Decision report 201104107

  • Case ref:
    201104107
  • Date:
    November 2012
  • Body:
    Lanarkshire NHS Board
  • Sector:
    Health
  • Outcome:
    Some upheld, recommendations
  • Subject:
    clinical treatment / diagnosis

Summary

Mrs A was an elderly woman with cognitive impairment (a condition that affects the ability to think, concentrate, formulate ideas, reason and remember). She was admitted to hospital in April 2011 after falling at home and had an operation to repair a fractured hip.

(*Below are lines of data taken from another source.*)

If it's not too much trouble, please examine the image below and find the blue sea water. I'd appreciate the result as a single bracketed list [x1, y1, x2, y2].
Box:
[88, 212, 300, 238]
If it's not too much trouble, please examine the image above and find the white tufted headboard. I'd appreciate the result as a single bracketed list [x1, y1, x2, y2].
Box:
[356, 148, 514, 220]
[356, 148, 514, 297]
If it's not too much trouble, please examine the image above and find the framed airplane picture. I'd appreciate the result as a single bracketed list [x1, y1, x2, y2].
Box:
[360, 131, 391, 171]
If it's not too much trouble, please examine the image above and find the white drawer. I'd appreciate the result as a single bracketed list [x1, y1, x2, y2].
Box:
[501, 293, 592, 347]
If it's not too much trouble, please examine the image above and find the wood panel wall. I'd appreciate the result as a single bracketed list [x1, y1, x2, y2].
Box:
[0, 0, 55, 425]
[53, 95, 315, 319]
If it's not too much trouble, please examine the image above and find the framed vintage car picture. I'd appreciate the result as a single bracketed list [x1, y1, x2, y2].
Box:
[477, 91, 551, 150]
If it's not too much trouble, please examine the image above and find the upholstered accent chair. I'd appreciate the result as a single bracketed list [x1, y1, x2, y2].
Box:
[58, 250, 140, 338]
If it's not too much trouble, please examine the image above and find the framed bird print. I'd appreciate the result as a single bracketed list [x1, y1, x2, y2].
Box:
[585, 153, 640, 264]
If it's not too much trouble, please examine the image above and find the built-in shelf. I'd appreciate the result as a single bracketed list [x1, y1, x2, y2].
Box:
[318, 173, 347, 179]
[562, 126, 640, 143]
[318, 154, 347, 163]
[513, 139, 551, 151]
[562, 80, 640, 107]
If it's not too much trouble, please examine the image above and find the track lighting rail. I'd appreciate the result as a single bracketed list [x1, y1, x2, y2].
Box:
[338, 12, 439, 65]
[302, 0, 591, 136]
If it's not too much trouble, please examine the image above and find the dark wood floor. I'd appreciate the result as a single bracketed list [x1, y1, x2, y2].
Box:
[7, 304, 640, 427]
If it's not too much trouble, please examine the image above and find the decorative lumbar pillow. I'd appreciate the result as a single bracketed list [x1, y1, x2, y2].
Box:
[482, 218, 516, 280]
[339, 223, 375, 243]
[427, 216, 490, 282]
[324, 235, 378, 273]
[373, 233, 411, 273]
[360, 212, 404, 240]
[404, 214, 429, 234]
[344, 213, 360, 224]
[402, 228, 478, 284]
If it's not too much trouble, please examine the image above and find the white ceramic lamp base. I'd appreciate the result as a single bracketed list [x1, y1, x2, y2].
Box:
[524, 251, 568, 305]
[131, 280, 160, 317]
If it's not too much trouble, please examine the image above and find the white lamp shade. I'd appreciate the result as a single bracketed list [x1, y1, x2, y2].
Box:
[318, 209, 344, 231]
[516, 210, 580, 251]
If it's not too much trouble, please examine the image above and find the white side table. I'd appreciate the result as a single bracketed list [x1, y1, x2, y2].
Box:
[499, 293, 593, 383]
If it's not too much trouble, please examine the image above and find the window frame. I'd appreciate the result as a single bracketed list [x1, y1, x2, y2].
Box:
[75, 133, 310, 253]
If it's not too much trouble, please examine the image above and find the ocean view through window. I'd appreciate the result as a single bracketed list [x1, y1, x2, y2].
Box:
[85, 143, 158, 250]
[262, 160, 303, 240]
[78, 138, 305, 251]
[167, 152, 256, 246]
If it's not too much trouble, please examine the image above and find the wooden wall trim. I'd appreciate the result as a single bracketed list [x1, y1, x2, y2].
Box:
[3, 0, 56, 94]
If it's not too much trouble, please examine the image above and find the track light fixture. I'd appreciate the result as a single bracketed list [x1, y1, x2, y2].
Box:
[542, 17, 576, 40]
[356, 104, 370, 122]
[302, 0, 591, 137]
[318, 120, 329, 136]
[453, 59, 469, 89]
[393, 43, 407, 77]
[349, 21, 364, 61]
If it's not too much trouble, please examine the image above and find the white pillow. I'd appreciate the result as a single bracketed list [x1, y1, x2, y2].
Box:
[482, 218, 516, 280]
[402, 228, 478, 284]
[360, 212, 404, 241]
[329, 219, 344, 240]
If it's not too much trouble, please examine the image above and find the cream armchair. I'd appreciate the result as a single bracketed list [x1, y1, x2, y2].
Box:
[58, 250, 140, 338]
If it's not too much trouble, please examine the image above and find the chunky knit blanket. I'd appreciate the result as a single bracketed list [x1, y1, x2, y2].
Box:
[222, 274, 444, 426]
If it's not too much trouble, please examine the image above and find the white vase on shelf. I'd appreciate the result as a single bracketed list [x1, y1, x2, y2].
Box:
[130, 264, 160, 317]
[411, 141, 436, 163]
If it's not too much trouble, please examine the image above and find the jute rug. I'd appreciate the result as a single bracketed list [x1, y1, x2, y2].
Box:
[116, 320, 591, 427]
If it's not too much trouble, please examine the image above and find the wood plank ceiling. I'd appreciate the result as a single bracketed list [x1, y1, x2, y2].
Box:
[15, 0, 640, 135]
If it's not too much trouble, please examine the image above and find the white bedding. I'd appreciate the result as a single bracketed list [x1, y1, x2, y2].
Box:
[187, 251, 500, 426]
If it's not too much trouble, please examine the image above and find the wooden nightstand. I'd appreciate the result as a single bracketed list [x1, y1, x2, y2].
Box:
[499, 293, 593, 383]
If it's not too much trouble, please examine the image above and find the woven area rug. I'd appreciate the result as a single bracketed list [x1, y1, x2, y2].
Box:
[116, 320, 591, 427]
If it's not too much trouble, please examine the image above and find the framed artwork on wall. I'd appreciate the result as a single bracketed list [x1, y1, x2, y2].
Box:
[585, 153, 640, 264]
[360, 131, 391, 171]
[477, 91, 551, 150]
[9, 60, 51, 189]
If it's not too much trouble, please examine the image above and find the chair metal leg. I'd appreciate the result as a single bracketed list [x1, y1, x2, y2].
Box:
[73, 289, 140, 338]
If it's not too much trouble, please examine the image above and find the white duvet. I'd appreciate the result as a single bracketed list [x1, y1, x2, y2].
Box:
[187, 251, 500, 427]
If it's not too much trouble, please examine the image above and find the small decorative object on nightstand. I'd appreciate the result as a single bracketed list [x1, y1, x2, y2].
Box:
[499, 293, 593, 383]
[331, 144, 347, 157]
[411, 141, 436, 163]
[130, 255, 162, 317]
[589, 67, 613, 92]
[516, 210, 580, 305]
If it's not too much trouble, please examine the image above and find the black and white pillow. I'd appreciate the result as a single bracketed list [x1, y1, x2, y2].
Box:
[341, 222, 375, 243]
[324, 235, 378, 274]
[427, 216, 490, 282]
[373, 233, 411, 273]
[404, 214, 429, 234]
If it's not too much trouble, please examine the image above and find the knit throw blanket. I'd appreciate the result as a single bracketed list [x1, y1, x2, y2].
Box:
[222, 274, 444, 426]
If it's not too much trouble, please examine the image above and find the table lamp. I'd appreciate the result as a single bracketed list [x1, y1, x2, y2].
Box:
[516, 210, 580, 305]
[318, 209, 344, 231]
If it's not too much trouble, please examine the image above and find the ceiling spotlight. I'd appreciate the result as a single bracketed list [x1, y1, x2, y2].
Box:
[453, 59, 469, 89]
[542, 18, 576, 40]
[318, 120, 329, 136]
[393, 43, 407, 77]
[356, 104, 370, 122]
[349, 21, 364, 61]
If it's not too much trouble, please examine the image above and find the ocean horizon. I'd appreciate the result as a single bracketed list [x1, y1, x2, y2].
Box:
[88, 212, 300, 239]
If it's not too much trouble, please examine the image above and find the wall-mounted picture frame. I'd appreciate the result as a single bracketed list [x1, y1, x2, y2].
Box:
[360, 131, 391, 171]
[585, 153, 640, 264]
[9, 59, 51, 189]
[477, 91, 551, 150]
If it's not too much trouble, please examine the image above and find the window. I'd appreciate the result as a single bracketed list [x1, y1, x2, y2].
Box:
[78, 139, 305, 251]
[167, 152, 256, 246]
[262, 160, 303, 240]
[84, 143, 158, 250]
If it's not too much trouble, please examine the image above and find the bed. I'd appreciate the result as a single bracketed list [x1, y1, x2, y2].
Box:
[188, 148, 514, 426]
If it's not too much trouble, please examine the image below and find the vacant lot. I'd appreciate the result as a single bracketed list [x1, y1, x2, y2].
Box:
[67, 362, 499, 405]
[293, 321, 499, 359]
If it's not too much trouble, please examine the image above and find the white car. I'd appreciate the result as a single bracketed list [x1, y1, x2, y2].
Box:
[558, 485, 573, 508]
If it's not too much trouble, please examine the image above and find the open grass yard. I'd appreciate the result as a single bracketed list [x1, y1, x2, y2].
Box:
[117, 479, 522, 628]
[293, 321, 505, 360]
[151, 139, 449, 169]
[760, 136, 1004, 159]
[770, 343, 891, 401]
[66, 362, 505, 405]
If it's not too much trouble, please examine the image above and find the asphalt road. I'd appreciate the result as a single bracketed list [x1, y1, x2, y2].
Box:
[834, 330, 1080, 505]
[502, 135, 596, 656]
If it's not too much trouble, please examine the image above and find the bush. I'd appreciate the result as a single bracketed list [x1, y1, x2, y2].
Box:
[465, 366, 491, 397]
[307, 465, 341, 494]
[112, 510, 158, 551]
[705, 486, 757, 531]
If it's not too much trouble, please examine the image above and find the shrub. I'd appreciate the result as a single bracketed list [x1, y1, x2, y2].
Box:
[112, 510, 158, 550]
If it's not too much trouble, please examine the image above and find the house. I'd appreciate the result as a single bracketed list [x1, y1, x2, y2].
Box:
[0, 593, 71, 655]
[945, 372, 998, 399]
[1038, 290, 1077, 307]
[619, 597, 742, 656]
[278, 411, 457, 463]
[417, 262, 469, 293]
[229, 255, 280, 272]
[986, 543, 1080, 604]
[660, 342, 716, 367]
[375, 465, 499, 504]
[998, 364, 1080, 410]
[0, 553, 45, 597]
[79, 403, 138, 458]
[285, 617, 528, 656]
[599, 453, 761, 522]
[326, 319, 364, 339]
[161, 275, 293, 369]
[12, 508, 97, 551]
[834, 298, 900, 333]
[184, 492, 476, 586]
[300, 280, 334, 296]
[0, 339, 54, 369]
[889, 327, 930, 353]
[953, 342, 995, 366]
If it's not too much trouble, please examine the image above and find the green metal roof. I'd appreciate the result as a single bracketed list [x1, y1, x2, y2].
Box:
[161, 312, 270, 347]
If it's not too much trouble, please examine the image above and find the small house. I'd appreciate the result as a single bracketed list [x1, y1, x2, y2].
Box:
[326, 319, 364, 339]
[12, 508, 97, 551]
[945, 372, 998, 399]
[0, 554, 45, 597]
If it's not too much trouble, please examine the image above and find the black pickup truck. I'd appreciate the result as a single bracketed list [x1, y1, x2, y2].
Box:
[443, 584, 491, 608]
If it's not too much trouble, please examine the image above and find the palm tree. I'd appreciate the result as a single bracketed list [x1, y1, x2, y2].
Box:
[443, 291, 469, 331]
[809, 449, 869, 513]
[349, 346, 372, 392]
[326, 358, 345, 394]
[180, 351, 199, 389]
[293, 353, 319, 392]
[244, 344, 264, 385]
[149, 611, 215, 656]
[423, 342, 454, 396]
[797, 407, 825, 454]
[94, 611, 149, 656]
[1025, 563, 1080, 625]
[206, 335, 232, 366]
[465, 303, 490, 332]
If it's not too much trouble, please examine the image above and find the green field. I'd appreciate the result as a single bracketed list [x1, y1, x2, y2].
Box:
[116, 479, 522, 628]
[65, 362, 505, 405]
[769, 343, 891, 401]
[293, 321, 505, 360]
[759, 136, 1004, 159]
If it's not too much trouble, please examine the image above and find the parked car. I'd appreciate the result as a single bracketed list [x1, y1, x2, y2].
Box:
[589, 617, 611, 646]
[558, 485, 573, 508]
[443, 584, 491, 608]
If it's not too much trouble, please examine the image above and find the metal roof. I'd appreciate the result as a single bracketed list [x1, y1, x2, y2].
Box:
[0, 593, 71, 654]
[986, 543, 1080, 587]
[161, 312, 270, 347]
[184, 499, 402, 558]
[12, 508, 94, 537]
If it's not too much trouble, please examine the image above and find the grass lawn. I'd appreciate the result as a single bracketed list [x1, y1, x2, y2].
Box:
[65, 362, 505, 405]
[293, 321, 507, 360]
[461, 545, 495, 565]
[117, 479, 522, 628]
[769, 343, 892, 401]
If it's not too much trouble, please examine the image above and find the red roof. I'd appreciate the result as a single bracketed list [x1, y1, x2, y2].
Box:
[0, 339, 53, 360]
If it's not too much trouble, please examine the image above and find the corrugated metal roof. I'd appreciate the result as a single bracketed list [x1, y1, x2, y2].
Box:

Mrs A developed an abnormally large volume of fluid in her feet and ankles and a leg infection. In July 2011, she was transferred to another hospital for treatment but was considered too frail for an operation and returned to the first hospital several days later. Mrs A was transferred to a third hospital at the end of August and died several months later. Mrs A's daughter (Ms C) complained about numerous aspects of her mother's care and treatment, including wound management and treatment, falls prevention, loss of hearing aids and teeth, the suitability of the ward and failure to carry out a Doppler test to assess her blood flow.

Our investigation found that the care and treatment in relation to wound management and treatment, the suitability of the ward, and failure to carry out the Doppler test was reasonable. There was no evidence to suggest that a Doppler test should have been carried out earlier, and the tissue viability nurse visited Mrs A at frequent intervals, documented their assessments and plans and took into account the overall requirements of Mrs A’s health and wellbeing. On the loss of hearing aids and teeth, we recognised the impact of this on Mrs A, but we were unable to establish how these were lost. It can be very difficult to prevent the loss of such items and we found staff took reasonable action to find and replace them. However, in relation to falls prevention, we found that the hospital failed to adequately risk assess, keep the assessment under review or have a cohesive falls prevention plan as part of the overall care plan.

Recommendations

We recommended that the board:

  • take steps to ensure that ward staff comply with guidance on falls prevention; and
  • apologise to Ms C for the failures identified.